Over the past 55 years, corporate incentives have changed to the point where corporations think first about how they can engineer higher stock prices and then later look for ways to invest that money to improve operating performance.

Microsoft (MSFT - Get Report) provides another example of how a major U.S. corporation functions in such an environment, recently announcing another round of stock buybacks connected with a dividend increase.

These kinds of announcements seem to have become so important to stock performance that they are almost as vital to investors as earnings reports.

Microsoft said that it will buy back up to $40 billion of its stock and raise its dividend by 8%.

These move comes on the heels of another stock repurchase round of the same size that will be completed at the end of this year.

In recent years, Microsoft has spent almost $140 billion on stock repurchases.

The $40 billion plan this time represents about 9% of the total market value of Microsoft's stock at $442.7 billion, which is a big percentage.

Microsoft's stock has risen by 31% over the past year.

The question is whether this increase is due to the company's financial engineering or to the direction that Chief Executive Satya Nadella is taking.

Microsoft continues to perform exceptionally well as its return on shareholder's equity is about 31%, up from an average 26.8% over the previous three years.

As such, Microsoft still qualifies as a company that possesses a sustainable competitive advantage.

But the massive flows of cash that Microsoft generates aren't going into any kind of capital investment but instead into financially engineered outlets.

The whole economy seems to be facing this kind of problem. Businesses aren't investing in capital to expand their operations or to improve labor productivity.

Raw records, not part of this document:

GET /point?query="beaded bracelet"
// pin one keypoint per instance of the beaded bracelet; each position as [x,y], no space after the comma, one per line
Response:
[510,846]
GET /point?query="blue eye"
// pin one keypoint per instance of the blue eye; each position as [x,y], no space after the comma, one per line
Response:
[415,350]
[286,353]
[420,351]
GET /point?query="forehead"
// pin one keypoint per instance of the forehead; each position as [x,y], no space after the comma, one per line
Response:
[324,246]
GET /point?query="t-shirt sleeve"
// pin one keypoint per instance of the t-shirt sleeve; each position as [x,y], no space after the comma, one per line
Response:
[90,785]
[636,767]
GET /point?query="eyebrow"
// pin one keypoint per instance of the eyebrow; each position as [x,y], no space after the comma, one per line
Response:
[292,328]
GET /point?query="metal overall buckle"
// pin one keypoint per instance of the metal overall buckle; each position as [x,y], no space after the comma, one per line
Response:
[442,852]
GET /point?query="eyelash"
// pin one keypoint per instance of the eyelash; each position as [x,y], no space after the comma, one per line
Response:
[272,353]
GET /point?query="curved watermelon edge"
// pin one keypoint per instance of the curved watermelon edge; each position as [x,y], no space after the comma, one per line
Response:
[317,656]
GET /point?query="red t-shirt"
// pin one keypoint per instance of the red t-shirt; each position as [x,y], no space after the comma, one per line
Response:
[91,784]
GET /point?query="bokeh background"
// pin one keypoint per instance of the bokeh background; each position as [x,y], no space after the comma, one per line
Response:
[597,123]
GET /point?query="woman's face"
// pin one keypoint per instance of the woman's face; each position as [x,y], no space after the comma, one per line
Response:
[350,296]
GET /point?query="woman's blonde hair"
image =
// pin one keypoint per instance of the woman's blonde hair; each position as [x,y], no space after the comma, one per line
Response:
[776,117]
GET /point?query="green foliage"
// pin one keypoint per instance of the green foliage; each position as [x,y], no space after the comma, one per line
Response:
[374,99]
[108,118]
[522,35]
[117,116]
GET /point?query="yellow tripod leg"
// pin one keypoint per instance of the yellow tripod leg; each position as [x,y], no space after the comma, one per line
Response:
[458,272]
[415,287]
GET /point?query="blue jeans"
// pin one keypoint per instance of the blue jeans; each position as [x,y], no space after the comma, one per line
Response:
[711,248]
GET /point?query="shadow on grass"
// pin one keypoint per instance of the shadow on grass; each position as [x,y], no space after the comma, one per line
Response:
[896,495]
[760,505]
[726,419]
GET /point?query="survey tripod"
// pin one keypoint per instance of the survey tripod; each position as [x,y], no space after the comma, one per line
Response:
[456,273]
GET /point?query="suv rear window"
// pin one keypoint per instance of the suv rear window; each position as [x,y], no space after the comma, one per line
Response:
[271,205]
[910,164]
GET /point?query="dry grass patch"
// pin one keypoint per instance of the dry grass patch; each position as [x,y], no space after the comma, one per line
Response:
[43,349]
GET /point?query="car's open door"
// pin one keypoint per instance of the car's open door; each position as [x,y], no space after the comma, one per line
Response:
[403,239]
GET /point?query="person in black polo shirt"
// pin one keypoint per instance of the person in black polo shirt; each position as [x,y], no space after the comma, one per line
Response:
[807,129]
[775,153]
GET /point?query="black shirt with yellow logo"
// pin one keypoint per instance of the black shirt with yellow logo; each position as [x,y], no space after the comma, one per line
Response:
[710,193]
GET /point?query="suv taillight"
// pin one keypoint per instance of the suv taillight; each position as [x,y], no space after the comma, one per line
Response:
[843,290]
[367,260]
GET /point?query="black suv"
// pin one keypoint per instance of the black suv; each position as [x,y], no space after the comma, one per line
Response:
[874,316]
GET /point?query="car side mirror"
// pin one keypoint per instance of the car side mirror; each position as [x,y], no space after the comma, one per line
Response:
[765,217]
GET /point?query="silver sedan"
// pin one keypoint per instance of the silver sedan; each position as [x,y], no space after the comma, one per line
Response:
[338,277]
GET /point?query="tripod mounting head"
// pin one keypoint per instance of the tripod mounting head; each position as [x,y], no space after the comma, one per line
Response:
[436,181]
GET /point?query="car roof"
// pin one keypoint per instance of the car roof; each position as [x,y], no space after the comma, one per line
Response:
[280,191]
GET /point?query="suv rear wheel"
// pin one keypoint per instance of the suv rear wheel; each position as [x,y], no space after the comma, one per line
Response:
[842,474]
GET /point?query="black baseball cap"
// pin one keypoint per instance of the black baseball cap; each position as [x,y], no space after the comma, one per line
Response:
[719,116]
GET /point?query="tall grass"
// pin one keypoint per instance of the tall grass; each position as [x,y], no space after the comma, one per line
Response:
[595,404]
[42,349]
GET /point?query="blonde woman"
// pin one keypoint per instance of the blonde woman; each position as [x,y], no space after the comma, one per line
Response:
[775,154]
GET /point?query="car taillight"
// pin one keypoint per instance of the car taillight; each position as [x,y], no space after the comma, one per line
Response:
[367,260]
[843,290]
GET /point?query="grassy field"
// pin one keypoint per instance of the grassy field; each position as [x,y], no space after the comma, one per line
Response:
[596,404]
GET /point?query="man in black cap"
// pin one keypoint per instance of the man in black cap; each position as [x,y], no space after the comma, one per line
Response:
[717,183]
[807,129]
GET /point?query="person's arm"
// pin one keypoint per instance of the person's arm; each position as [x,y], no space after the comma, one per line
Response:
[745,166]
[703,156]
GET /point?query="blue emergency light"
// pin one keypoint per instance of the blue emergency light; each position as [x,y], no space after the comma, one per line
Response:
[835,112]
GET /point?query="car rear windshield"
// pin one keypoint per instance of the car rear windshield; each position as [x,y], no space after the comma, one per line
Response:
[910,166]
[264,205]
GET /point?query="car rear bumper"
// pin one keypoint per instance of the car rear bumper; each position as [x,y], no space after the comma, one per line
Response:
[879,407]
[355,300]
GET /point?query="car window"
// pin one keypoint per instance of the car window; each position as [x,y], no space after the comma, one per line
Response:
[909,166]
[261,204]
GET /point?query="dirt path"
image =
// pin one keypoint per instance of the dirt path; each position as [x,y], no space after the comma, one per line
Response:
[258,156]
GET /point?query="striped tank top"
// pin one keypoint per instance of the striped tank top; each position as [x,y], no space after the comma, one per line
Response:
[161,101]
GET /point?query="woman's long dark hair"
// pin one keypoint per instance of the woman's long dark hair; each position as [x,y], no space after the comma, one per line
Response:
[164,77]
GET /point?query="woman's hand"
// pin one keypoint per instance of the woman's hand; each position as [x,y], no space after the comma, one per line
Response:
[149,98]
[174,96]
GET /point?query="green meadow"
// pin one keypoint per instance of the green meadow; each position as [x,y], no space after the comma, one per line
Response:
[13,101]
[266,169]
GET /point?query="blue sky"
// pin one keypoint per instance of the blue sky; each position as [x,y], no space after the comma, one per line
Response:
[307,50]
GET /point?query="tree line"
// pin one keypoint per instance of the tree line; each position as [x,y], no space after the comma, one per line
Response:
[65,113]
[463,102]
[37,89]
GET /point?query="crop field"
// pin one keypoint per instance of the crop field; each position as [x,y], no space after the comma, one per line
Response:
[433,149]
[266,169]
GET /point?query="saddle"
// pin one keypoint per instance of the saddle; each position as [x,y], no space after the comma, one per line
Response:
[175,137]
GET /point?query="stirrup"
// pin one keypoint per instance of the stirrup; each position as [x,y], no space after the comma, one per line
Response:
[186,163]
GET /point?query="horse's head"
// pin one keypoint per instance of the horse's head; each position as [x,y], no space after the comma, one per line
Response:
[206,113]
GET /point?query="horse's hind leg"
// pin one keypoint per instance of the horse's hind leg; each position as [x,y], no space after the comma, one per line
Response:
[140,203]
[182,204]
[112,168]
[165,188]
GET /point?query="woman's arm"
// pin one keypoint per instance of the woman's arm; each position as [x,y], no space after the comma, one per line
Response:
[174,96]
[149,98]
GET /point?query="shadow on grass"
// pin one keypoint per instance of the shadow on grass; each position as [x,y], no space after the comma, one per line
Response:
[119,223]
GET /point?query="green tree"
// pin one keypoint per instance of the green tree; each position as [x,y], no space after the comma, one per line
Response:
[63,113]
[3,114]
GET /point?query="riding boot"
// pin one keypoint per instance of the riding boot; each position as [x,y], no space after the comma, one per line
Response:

Money is churning around the financial system, supporting other assets and not supporting production. As a consequence, economic growth is miniscule, the growth of labor productivity is almost non-existent, and wage increases are small and primarily due to increases in minimum-wage rates.

The stock buyback and dividend increase are good for shareholders, who aren't generally part of the lower 90% of the income classes, and with the prospects for sustained earnings flow, that will continue to benefit Microsoft investors.

Given the growing popularity of financial engineering, that will continue to support this kind of environment, making investing in Microsoft smart, even if Nadella doesn't achieve all his goals and objectives.

But it isn't the optimal in terms of achieving a more robust economy.

Unfortunately, the Federal Reserve is a major contributor to this environment. And as long as its policy is aimed at underwriting a buoyant stock market, the focus on financial engineering won't cease and capital investment will continue to suffer.

This article is commentary by an independent contributor. At the time of publication, the author held no positions in the stocks mentioned.